Hiroshi Fujiwara, however, is a man who has made knowing what the zeitgeist is into an art form. So much so, he’s arguably able to craft it. Working as a creative director through his agency Fragment, Fujiwara has spent the past decade and more subtly disrupting fashion labels’ output and, in turn, the wider industry through his collaborations. Beginning work in the ‘80s (when he also acted as a mentor to Jun Takahashi and NIGO) and with his brand Good Enough that he established in ‘89, Fujiwara essentially pioneered today’s retail model of teasing, drip feeding, and eventually ‘dropping’ releases into the market. Given that the fashion world is now beholden to this model, the ‘godfather of streetwear’ is probably a bit of an understatement. So who better for Moncler to choose for the first release of its Genius project than the Godfather himself?
The more you read into the Genius project, the more clever the whole project seems. By challenging the established model of seasonal fashion shows (followed, normally, a whole 12 months later by that collections’ release), Genius is itself an experimentation into what makes up the zeitgeist and an ‘it’ product of the now. With a nod to the power of the internet, to the ‘gram, and the speed and ease of online shopping, Moncler will release a series of eight collections over the coming months each made with different Geniuses.
The 7 MONCLER FRAGMENT HIROSHI FUJIWARA collection (to give it its full name) debuted in Florence during the industry tradeshow Pitti Uomo. The next day, the entire collection was made available online direct from moncler.com and their stores worldwide.

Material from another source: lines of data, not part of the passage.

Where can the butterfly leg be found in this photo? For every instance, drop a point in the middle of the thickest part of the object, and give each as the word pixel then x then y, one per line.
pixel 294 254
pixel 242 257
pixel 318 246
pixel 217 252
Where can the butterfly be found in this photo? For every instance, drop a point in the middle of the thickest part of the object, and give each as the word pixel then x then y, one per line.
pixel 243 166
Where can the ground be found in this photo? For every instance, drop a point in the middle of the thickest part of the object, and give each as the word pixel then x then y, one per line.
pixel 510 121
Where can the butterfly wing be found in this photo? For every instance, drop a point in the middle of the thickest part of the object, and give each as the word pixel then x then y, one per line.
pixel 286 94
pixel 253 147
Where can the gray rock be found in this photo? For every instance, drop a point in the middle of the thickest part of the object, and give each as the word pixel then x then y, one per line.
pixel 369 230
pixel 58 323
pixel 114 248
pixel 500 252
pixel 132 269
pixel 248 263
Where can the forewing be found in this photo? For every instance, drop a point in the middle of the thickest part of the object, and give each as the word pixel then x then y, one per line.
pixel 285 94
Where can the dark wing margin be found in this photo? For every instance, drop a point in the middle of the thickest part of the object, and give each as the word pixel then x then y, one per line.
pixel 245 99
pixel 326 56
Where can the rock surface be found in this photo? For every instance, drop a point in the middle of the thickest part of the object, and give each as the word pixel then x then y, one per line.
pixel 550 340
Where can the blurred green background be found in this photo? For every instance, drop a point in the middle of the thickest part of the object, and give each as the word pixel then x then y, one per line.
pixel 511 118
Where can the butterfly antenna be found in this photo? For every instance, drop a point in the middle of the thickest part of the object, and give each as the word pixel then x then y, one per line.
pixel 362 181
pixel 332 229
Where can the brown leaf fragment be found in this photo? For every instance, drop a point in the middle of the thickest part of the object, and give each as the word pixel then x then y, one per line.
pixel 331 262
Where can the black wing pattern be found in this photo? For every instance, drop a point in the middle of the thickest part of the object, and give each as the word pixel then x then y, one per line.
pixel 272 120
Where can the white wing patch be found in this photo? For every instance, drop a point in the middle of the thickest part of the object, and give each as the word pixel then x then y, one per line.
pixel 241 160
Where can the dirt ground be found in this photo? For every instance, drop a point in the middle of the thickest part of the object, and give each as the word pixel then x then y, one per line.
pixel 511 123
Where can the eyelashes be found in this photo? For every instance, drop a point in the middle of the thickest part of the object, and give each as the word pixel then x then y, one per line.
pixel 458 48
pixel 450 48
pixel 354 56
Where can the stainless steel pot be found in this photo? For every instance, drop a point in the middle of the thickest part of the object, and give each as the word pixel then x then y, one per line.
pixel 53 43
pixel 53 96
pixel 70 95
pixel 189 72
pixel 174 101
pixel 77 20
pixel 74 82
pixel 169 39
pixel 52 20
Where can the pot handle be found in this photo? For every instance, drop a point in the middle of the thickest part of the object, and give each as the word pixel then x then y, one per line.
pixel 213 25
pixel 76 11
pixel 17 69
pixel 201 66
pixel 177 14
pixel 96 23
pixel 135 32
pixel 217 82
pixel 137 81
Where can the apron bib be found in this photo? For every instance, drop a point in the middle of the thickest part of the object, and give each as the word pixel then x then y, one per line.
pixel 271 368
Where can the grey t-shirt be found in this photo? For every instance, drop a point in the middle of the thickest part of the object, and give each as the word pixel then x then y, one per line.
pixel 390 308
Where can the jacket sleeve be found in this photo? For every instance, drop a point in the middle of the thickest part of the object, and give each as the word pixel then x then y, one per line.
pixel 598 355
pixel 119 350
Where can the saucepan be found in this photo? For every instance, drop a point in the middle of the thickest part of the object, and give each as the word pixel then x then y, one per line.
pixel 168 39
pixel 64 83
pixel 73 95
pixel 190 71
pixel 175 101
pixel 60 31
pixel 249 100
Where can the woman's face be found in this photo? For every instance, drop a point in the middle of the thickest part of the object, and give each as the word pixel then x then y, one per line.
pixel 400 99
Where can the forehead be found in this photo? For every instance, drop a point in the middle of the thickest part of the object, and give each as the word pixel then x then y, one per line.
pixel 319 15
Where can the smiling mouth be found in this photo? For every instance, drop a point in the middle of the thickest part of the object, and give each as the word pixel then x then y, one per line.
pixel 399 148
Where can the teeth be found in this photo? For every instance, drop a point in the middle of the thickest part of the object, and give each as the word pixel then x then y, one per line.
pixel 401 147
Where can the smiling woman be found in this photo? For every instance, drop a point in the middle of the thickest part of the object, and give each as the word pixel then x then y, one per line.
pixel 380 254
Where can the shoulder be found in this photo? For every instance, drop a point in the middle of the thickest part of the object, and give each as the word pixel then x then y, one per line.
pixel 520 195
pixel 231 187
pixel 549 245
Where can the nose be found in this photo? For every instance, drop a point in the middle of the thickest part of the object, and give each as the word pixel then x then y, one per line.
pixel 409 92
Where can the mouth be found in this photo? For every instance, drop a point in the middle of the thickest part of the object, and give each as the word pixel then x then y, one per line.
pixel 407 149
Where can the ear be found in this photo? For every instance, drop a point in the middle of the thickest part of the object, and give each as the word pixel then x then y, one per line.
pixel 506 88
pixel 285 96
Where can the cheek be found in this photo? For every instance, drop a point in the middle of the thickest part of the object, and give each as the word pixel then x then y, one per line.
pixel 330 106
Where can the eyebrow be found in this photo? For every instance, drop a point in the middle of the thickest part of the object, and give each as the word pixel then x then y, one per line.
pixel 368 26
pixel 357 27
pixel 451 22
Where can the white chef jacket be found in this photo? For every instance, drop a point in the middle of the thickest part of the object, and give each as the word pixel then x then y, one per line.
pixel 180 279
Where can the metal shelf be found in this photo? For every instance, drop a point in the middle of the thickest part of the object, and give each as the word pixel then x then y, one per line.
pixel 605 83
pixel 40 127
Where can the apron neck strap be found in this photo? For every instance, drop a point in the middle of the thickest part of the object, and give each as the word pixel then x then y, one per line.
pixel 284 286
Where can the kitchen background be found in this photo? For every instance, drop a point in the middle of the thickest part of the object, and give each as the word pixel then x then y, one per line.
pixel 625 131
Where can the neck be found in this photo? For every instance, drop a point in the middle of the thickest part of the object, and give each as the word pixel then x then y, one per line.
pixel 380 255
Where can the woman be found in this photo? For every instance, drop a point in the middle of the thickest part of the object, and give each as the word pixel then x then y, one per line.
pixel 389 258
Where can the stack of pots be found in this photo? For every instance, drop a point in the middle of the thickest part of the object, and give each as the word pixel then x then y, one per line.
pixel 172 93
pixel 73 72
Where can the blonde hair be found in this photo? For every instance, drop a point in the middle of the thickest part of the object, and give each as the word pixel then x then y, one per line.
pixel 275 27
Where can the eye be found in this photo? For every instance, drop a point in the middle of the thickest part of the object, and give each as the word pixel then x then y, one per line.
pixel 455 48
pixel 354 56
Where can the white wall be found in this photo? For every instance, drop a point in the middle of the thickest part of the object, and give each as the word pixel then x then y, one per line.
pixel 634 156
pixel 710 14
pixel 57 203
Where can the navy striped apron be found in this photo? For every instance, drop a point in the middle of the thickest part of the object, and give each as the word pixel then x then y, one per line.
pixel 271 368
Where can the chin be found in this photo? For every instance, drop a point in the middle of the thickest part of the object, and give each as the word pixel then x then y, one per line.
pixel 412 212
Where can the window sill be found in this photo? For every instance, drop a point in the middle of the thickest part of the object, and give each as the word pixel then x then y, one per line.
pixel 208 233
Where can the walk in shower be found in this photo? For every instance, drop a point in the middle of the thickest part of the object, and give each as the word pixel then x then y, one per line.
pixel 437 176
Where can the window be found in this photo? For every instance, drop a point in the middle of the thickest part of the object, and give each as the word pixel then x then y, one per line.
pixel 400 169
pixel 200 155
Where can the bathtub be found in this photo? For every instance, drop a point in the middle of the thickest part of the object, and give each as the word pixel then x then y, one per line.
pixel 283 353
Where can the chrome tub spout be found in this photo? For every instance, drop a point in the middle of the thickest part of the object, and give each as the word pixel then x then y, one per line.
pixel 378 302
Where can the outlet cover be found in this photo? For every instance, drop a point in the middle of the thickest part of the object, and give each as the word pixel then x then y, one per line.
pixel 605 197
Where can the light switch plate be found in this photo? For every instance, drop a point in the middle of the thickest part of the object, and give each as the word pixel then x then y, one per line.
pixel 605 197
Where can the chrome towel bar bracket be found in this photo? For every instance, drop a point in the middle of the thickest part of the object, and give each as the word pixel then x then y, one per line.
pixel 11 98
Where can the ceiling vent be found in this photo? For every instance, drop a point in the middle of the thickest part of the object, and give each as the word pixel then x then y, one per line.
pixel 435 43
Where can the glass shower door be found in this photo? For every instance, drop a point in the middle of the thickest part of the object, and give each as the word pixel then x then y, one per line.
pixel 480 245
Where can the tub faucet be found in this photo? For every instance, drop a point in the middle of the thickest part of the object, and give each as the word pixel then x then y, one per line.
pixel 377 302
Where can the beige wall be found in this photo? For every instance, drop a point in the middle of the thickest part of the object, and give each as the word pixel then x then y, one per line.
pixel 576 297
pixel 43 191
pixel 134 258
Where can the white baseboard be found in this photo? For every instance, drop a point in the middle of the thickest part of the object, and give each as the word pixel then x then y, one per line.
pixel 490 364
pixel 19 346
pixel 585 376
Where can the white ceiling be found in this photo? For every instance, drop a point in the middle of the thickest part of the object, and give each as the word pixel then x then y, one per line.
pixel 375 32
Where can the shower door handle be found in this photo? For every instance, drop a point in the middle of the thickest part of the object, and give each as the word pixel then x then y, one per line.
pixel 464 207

Subtitled ‘Backstage’, the collection played off Fujiwara’s penchant for punk and grunge aesthetic references. Composed primarily of outerwear including car coats, varsity, and coach jackets, as well as staple hoodies and sweats, the collection was core ‘streetwear’ displayed in robust industrial flight cases (i.e. the kind you get littered backstage at any gig or rave). These flanked a huge stage and encircled the vast inner courtyard of Florence’s dramatic Museo Nazionale del Bargello, the former Renaissance-era prison. The collection united Fujiwara’s distinct and esoteric influences with that of Moncler’s expertise and craftsmanship, as well as the French-Italian former ski brand’s sense of drama and luxe.
“I want to bring music and the fashion world closer together,” explained Fujiwara of the inspiration behind the collection. “Music and fashion used to be more closely linked, but now I feel it’s less so. This collection harks back to that.”
“It’s not just a collaboration,” added Fujiwara. “I think it’s just a different way of doing things. Moncler is trying something new. Maybe we’re all still looking for what is the best way to do things but, yeah, we’re changing.”
The MONCLER FRAGMENT HIROSHI FUJIWARA “Backstage” collection is available online now via Moncler.com and in all Moncler boutiques worldwide. Between June 14 and 18, the collection will be available exclusively on MATCHESFASHION.com and from June 19 in select wholesale networks worldwide.